The mathematical elegance here is that reversing a Float32Array of length N is an O(N/2) operation - meaning even a five-minute, high-quality stereo file (approximately 26.4 million samples per channel) can be reversed in under 100 milliseconds on a modern device.
The reversal operation itself is completely lossless - meaning no audio quality whatsoever is lost by flipping the sample arrays. The numbers that represent your audio are rearranged, not altered or compressed. A sample with a value of 0.743 at position 1,000 simply moves to a new position in the array. Its value does not change.

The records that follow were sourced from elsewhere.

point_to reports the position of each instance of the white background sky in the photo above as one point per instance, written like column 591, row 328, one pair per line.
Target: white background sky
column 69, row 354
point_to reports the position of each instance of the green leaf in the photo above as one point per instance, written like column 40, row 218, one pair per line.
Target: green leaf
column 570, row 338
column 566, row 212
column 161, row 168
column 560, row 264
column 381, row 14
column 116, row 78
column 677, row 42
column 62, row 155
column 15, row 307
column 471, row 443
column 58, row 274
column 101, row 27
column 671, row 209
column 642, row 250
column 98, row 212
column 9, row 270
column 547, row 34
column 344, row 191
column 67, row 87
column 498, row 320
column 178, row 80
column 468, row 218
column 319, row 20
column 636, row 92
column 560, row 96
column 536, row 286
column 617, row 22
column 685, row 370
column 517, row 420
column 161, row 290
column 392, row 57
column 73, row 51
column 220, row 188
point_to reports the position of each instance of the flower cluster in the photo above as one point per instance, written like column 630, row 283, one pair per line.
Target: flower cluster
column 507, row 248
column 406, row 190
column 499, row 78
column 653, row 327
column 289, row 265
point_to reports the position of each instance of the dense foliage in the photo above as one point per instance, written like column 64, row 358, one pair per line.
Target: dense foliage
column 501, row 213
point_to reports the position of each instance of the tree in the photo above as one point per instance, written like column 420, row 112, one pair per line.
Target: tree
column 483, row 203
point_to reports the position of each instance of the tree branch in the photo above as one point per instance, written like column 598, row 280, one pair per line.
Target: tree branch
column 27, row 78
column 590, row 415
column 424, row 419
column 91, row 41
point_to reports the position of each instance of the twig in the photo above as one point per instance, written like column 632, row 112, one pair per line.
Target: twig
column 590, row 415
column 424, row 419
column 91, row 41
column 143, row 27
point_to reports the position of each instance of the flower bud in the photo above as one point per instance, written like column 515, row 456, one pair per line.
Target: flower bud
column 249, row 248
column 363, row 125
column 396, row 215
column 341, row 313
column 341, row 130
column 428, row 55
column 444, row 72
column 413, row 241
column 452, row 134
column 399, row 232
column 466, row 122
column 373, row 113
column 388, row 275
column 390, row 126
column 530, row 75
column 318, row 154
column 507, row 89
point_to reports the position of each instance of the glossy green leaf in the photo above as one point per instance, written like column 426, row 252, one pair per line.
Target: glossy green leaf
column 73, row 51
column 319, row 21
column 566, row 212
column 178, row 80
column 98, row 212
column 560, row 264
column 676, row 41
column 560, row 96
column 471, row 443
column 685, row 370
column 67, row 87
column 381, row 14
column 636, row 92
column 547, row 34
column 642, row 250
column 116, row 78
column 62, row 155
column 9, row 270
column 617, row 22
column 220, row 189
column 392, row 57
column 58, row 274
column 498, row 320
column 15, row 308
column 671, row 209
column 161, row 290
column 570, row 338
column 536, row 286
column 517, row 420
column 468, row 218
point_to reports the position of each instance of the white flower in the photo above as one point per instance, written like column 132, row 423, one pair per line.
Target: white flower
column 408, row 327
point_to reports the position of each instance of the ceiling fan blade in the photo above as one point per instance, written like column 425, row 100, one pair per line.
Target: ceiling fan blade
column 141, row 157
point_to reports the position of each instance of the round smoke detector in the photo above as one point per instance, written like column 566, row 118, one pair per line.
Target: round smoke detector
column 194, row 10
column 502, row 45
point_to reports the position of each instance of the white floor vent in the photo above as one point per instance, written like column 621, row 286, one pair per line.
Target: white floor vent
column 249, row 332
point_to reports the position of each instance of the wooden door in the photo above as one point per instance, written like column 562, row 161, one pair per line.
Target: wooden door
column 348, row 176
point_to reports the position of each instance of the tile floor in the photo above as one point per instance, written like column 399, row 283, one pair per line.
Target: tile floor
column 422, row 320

However, there is one important nuance regarding the export format. If your original file was an MP3, it was already compressed using a lossy algorithm (which discards audio data that human hearing is considered unlikely to notice). This tool decodes the MP3 into a raw PCM buffer and exports the result as a WAV file - a lossless audio format that stores every sample exactly as-is. The reversed WAV will therefore be a faithful, bit-perfect representation of the reversed audio. It will not be worse quality than your source MP3, but it will also not magically recover the audio data that MP3 compression discarded when the file was originally created. If you start with a high-bitrate MP3 (192 kbps or higher), the perceptible quality of your reversed WAV will be excellent.
For best results - especially for music production - start with a lossless source file (WAV or FLAC) before reversing. The exported reversed WAV will then be a true, studio-grade lossless file with no generation loss whatsoever.
Reversed audio is far more than a party trick. In professional music production, reversed drums and cymbals are used to build tension before a beat drop - the reversed decay of a crash cymbal creates a distinctive swelling effect. Reversed guitar chords are a signature element of shoegaze and dream-pop genres. Artists from The Beatles to Boards of Canada to Bon Iver have used reversed vocals to create otherworldly, subconscious-feeling textures within their records.
For podcast and YouTube creators, reversing a voice recording can reveal natural speech patterns, pacing quirks, or even help with sound design for cinematic audio. For game audio designers, reversing ambient sounds, footsteps, and environmental recordings is a fast way to generate eerie, non-naturalistic sound effects without purchasing new samples. For film composers and sound designers, reversed orchestral hits ("braams") and reversed piano notes are fundamental building blocks of modern cinematic scoring - particularly in horror, sci-fi, and thriller genres where disorientation and unease are desirable.
Even outside professional production, reversed audio is a powerful tool for ear training. Listening to a melody reversed challenges your brain to process tonal relationships in a new way, and many music theory students use reversal to identify harmonic progressions and intervals by approaching them from an unfamiliar angle. Whatever your use case - creative, professional, or simply curious - this tool gives you immediate, free, private access to the same reversal capability used in professional digital audio workstations.